I have been using Julia on an HPC slurm cluster with no problem. However, I was trying to use the MPI.jl package to parallelize my code. The cluster has intel MPI that I have been trying to use without success. I added the MPI.jl package using Pkg.add(“MPI”). My job submission script looks as follows:
#SBATCH --partition short
#SBATCH --N 1
...
module load intel/MPI
mpirun -n 100 julia script.jl
However, this does not work and I receive an error message saying:
Juliaup configuration is locked by another process, waiting for it to unlock.
The previous error message is repeated around 100 times in the error file “stderr”, and since I have 100 MPI ranks, this suggests that each MPI rank is waiting for the configuration file to get unlocked.

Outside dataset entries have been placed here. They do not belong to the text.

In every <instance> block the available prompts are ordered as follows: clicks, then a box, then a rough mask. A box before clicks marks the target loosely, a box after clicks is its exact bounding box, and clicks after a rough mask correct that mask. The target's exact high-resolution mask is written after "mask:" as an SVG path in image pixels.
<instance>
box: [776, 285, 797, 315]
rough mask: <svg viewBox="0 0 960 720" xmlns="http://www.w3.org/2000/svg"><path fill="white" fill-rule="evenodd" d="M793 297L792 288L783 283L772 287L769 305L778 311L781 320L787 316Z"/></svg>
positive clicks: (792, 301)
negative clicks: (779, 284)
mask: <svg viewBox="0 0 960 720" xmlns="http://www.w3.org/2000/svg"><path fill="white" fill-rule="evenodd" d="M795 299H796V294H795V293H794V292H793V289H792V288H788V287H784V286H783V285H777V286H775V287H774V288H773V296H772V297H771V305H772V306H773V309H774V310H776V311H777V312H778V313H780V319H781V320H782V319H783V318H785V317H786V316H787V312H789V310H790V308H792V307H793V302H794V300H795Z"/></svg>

Now, Julia itself is not working anymore and I keep receiving the same message. I understand that my unsuccessful attempt to use MPI led to some kind of lock on a certain configuration file. However, I have cancelled the MPI jobs I have been trying to do, logged off and on again, but the issue is still there. I have two questions:
- How to properly use MPI.jl on a Slurm cluster? After checking online, it looks like I need to add another package “MPIPreferences.jl” to make this work? The documentation does not seem very clear to me.
- How to resolve this issue of locked file?